I use a simple site enabled to publish files in Apache:
File: /etc/apache2/sites-enabled/contents.conf
<Directory "/mnt/data/contents/">
Options FollowSymLinks
Require all granted
<IfModule mod_expires.c>
ExpiresActive on
ExpiresDefault "access plus 7 days"
</IfModule>
</Directory>
The files are simple XML, an example starts with these lines:
<mets:mets xmlns:xsi="http://www.w3.org/2001/XMLSchema-instance"
xmlns:xlink="http://www.w3.org/1999/xlink"
xmlns:kitodo="http://meta.kitodo.org/v1/"
When I download the file locally, wget
complains about no headers:
user@myhostname:~$ wget http://myhostname/contents/example/example.xml
--2024-12-05 16:14:59-- http://myhostname/contents/example/example.xml
Resolving myhostname (myhostname)... 127.0.1.1
Connecting to myhostname (myhostname)|127.0.1.1|:80... connected.
HTTP request sent, awaiting response... 200 No headers, assuming HTTP/0.9
Length: unspecified
Saving to: ‘example.xml’
example.xml [ <=> ] 12,66K --.-KB/s in 4,8s
2024-12-05 16:15:04 (2,66 KB/s) - ‘example.xml’ saved [12966]

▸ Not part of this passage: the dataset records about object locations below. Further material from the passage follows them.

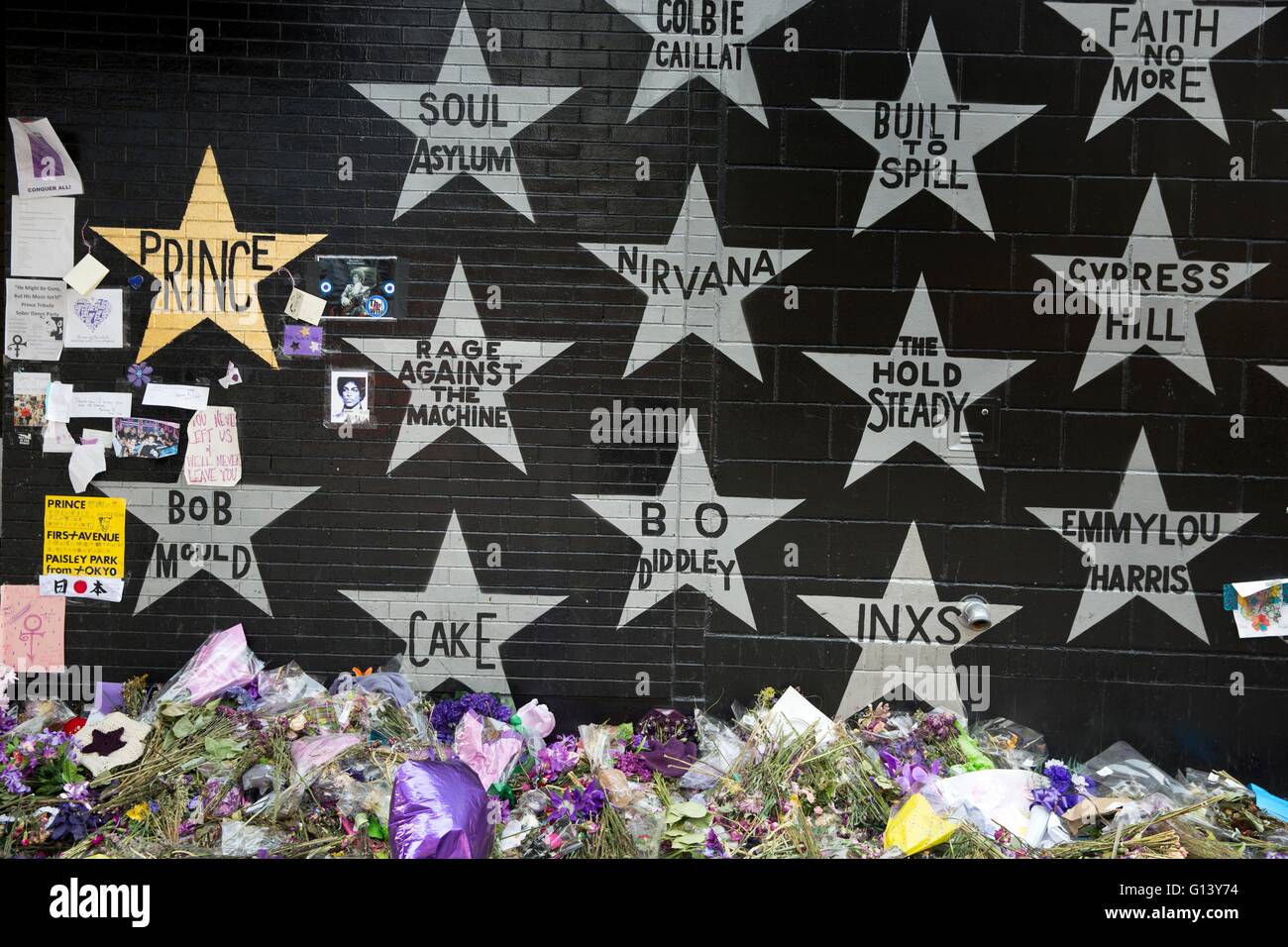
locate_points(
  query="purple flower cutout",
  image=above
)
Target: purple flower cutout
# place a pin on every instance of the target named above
(140, 373)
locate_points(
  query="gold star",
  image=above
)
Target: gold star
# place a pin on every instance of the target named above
(207, 268)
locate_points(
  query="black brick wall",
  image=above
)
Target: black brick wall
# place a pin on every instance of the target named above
(271, 95)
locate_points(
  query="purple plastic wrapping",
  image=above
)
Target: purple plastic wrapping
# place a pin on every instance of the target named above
(439, 810)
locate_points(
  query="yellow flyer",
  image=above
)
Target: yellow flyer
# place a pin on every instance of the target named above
(85, 536)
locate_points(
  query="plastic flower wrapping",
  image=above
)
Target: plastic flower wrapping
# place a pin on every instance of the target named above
(246, 762)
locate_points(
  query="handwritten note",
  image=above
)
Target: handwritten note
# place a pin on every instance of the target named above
(191, 397)
(99, 405)
(214, 457)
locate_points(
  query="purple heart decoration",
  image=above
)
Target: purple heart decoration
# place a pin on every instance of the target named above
(91, 312)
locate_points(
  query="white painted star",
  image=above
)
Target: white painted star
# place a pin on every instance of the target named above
(464, 123)
(1153, 298)
(917, 390)
(695, 283)
(909, 635)
(458, 369)
(1160, 48)
(213, 536)
(688, 514)
(926, 115)
(719, 53)
(1279, 372)
(1142, 541)
(452, 629)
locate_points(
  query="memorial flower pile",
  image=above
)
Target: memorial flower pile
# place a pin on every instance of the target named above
(271, 764)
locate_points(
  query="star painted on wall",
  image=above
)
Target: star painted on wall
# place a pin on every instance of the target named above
(720, 56)
(1186, 34)
(452, 629)
(438, 390)
(688, 514)
(702, 287)
(1134, 313)
(909, 635)
(464, 123)
(1142, 541)
(179, 307)
(220, 549)
(927, 114)
(1279, 372)
(918, 392)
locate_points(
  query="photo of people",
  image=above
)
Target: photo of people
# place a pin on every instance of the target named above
(349, 397)
(29, 398)
(143, 437)
(357, 287)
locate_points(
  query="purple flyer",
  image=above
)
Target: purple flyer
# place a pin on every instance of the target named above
(304, 342)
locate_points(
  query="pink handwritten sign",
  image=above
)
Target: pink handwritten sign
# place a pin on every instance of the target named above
(31, 628)
(214, 455)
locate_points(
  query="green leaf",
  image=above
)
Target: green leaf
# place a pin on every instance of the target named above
(223, 749)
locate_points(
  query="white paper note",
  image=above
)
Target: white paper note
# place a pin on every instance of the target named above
(34, 313)
(44, 166)
(191, 397)
(99, 438)
(305, 307)
(43, 236)
(99, 405)
(86, 463)
(55, 438)
(94, 321)
(58, 402)
(86, 274)
(214, 457)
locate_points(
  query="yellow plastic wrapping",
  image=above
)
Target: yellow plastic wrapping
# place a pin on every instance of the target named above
(915, 827)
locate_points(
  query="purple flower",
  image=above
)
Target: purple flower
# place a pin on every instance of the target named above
(140, 373)
(576, 804)
(12, 780)
(1047, 797)
(634, 766)
(936, 727)
(72, 821)
(559, 757)
(713, 849)
(449, 712)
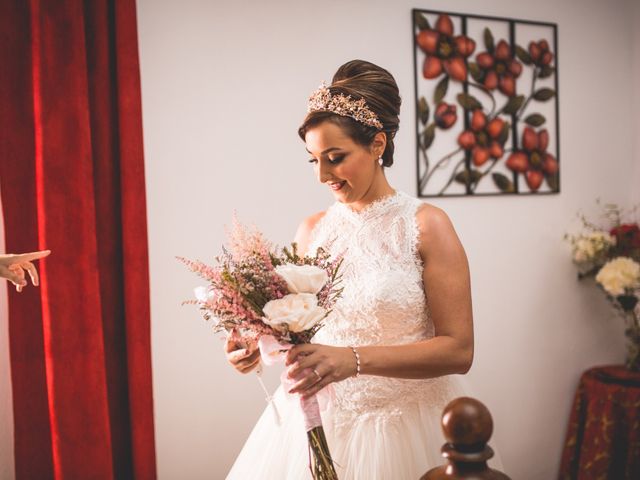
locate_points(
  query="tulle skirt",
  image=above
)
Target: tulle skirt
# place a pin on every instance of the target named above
(401, 445)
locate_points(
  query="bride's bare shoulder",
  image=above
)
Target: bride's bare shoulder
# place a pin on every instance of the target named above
(303, 235)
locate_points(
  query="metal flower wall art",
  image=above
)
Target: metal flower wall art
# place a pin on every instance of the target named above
(486, 105)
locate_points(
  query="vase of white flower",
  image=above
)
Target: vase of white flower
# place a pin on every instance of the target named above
(612, 256)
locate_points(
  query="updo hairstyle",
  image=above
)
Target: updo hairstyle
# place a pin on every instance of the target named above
(361, 79)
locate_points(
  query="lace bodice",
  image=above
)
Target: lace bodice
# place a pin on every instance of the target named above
(383, 302)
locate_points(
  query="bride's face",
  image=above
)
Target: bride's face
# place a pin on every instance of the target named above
(346, 167)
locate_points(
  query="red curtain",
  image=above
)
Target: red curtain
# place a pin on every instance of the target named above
(72, 180)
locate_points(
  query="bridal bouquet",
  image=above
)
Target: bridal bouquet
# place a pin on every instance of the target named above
(611, 254)
(274, 298)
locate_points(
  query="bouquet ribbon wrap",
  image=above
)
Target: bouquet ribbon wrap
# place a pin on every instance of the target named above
(273, 352)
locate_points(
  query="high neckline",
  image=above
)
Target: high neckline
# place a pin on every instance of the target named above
(378, 204)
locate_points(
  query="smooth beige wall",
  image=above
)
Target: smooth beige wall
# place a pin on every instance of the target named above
(224, 88)
(634, 24)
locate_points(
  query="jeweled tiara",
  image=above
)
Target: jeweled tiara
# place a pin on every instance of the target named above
(322, 100)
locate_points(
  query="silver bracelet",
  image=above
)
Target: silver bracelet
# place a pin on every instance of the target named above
(355, 352)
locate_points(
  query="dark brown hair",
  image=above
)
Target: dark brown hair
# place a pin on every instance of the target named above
(362, 79)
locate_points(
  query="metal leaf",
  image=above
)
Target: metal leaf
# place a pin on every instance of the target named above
(475, 71)
(468, 176)
(504, 133)
(423, 110)
(468, 102)
(544, 94)
(553, 181)
(535, 120)
(441, 90)
(488, 40)
(523, 55)
(428, 135)
(546, 71)
(503, 183)
(421, 21)
(513, 105)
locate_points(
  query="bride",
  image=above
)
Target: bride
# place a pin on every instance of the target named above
(403, 326)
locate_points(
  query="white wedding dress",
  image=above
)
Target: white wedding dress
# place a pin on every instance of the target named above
(377, 428)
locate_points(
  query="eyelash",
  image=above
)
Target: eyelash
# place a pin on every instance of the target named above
(334, 161)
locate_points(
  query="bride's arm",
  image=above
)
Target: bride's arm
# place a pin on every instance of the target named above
(447, 287)
(303, 234)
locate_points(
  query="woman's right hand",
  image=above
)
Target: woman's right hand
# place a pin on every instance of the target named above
(242, 356)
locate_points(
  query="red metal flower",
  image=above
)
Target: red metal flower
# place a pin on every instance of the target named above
(540, 54)
(445, 115)
(444, 51)
(483, 138)
(533, 160)
(499, 69)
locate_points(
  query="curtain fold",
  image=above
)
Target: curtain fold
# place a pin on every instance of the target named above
(72, 180)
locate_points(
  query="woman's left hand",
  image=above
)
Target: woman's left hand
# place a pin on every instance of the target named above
(317, 366)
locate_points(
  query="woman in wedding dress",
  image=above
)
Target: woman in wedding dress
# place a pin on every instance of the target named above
(394, 345)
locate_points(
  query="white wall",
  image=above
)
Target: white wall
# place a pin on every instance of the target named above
(633, 22)
(224, 88)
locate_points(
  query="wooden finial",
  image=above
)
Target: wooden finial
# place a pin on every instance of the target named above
(467, 427)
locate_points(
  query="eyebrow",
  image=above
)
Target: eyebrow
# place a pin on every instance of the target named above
(325, 151)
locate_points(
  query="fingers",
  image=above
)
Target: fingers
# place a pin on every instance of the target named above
(18, 277)
(234, 342)
(12, 275)
(302, 362)
(250, 366)
(311, 391)
(299, 350)
(33, 273)
(310, 379)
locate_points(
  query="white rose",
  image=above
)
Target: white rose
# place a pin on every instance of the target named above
(299, 311)
(618, 275)
(303, 278)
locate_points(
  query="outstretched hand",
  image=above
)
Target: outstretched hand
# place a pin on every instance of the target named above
(318, 366)
(13, 268)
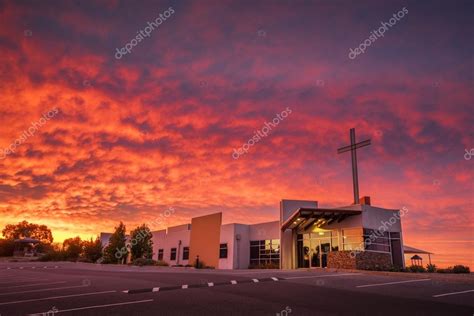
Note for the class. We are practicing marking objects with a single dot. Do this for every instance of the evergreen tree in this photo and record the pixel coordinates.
(93, 249)
(141, 242)
(116, 252)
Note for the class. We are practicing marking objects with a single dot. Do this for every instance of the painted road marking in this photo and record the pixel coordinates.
(391, 283)
(453, 293)
(37, 284)
(41, 290)
(95, 306)
(56, 297)
(322, 276)
(22, 280)
(199, 285)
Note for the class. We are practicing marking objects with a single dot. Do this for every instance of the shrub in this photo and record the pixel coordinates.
(461, 269)
(395, 268)
(431, 268)
(414, 268)
(54, 255)
(92, 250)
(269, 265)
(143, 262)
(73, 248)
(447, 270)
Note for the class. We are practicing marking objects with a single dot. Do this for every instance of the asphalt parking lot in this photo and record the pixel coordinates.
(84, 289)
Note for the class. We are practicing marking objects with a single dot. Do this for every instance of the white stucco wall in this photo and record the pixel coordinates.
(375, 217)
(167, 239)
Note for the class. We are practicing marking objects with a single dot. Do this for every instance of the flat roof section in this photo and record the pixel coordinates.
(303, 217)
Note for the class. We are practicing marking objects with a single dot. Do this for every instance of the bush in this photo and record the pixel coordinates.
(92, 250)
(143, 262)
(416, 269)
(431, 268)
(54, 256)
(456, 269)
(461, 269)
(269, 265)
(395, 268)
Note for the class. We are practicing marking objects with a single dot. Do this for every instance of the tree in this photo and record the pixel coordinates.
(72, 248)
(92, 249)
(141, 243)
(28, 230)
(116, 252)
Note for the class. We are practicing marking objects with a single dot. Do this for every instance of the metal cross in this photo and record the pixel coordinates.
(353, 147)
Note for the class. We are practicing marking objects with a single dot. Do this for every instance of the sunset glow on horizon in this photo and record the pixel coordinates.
(88, 139)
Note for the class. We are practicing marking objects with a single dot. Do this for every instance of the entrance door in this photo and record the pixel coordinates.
(325, 248)
(319, 250)
(313, 249)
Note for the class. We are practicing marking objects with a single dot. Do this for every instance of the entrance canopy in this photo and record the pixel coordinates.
(302, 218)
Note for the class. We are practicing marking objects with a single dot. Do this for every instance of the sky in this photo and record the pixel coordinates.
(90, 136)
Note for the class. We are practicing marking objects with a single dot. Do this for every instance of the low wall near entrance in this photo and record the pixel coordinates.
(363, 260)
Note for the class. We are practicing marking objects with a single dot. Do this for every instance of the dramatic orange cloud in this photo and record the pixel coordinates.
(158, 127)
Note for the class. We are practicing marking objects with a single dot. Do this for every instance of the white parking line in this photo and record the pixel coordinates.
(21, 280)
(453, 293)
(41, 290)
(322, 276)
(56, 297)
(390, 283)
(37, 284)
(95, 306)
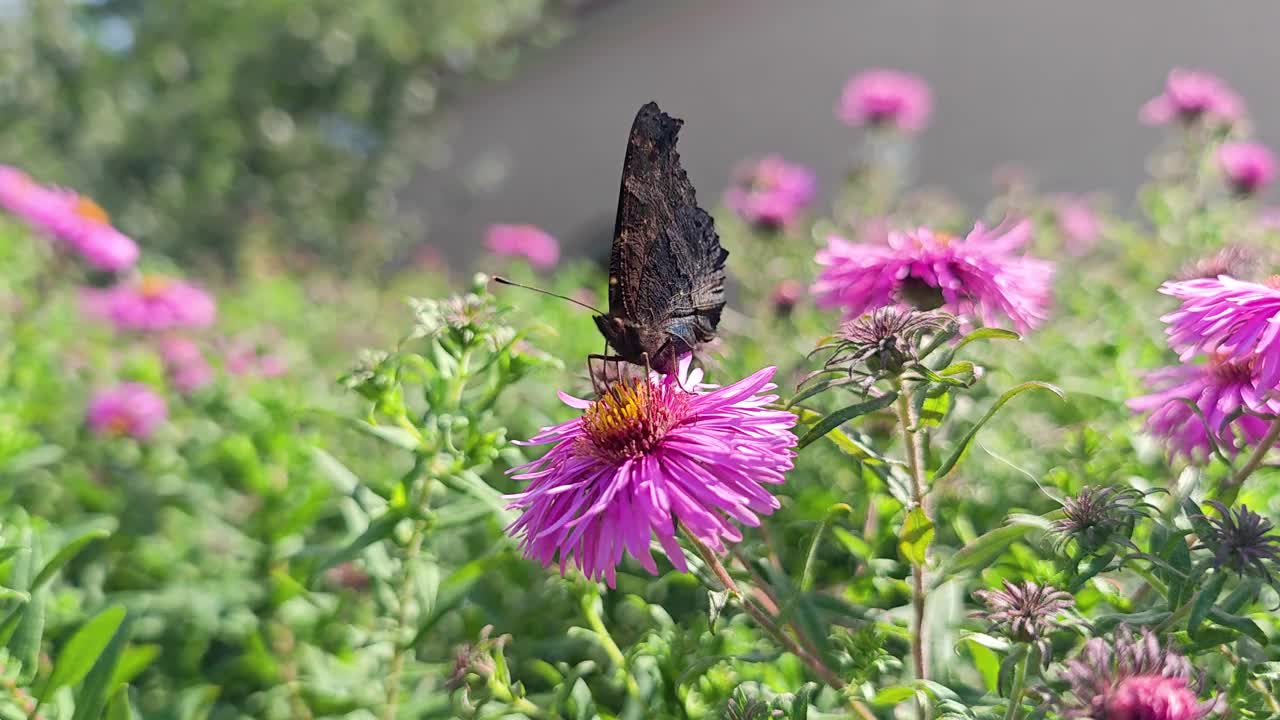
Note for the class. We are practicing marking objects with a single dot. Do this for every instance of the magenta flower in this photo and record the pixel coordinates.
(1189, 96)
(68, 217)
(188, 370)
(524, 241)
(1248, 165)
(1078, 223)
(1217, 390)
(127, 409)
(152, 304)
(1134, 679)
(886, 98)
(771, 192)
(1234, 319)
(978, 276)
(648, 455)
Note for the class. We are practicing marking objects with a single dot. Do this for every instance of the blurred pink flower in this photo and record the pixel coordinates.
(1219, 390)
(886, 98)
(650, 456)
(127, 409)
(152, 304)
(68, 217)
(1248, 165)
(524, 241)
(1234, 319)
(978, 276)
(771, 192)
(188, 370)
(1078, 223)
(1192, 95)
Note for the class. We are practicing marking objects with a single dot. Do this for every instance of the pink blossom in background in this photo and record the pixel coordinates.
(1079, 224)
(771, 192)
(1248, 167)
(1235, 320)
(652, 454)
(68, 217)
(127, 409)
(1217, 390)
(188, 370)
(1193, 95)
(152, 304)
(886, 98)
(524, 241)
(979, 276)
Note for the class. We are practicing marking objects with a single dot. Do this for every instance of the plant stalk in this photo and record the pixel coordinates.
(1229, 490)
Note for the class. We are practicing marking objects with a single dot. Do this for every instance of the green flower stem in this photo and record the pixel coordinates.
(915, 463)
(1230, 488)
(402, 596)
(769, 627)
(1015, 693)
(611, 648)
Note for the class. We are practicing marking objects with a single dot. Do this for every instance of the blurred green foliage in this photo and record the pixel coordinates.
(208, 126)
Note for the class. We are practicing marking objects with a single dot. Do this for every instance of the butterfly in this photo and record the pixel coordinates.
(667, 264)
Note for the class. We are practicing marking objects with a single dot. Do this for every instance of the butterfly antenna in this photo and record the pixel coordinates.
(501, 279)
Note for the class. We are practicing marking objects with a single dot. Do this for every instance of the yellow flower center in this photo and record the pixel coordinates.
(92, 212)
(631, 418)
(152, 286)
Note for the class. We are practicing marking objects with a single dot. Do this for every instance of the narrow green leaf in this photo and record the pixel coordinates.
(91, 700)
(950, 463)
(65, 555)
(812, 556)
(78, 655)
(1205, 600)
(915, 537)
(845, 414)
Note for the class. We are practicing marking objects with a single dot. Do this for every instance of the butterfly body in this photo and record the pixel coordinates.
(667, 265)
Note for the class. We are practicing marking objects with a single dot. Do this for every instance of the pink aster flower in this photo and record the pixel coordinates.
(1078, 223)
(1134, 679)
(1219, 390)
(771, 192)
(1248, 165)
(1234, 319)
(127, 409)
(978, 276)
(649, 454)
(886, 98)
(1192, 95)
(152, 304)
(524, 241)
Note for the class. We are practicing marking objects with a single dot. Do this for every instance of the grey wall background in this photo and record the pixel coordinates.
(1050, 86)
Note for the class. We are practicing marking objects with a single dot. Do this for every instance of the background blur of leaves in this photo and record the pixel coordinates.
(205, 127)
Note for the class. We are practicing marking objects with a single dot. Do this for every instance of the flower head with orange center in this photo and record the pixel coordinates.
(152, 304)
(978, 277)
(648, 455)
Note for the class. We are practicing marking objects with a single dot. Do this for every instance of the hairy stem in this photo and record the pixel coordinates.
(1015, 693)
(1230, 488)
(915, 463)
(402, 597)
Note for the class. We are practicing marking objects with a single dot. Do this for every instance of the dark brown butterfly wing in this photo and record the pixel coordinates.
(667, 268)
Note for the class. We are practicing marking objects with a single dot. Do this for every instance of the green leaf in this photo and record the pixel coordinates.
(91, 700)
(983, 550)
(987, 333)
(65, 555)
(950, 463)
(845, 414)
(812, 556)
(1205, 601)
(915, 537)
(895, 695)
(81, 651)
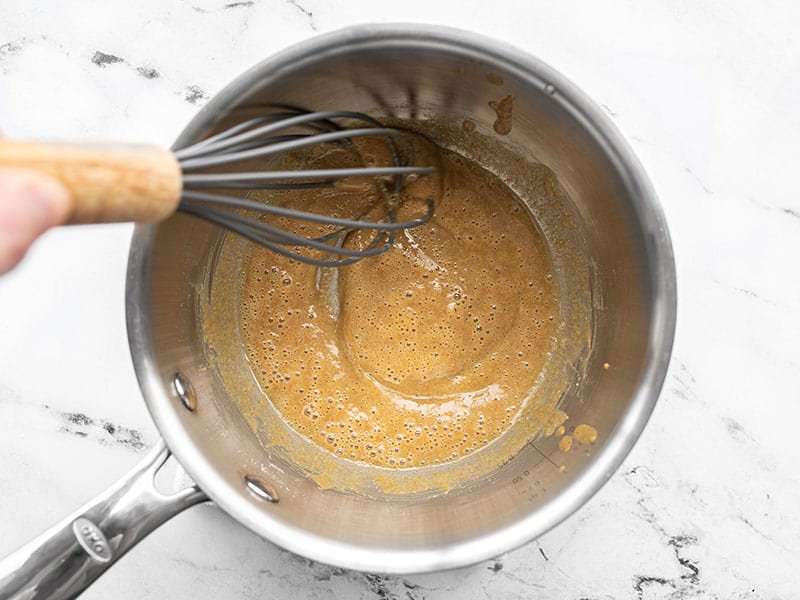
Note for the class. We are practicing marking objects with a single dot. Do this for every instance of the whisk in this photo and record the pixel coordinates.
(145, 184)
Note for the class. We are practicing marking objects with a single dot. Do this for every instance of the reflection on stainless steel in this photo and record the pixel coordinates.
(403, 72)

The downloaded file starts like:
12:25:45 GMT
Accept-Ranges: bytes
Content-Length: 12563
Cache-Control: max-age=0
Expires: Thu, 05 Dec 2024 09:45:44 GMT
Vary: Accept-Encoding
X-Content-Type-Options: nosniff
Keep-Alive: timeout=5, max=100
Connection: Keep-Alive
Content-Type: application/xml; charset=utf-8
<mets:mets xmlns:xsi="http://www.w3.org/2001/XMLSchema-instance"
xmlns:xlink="http://www.w3.org/1999/xlink"
xmlns:kitodo="http://meta.kitodo.org/v1/"
Obviously the first line doesn't belong there and prevents HTTP headers from being properly recognized. Where does the line come from and how can I turn it off? I don't experience anything like this on other systems.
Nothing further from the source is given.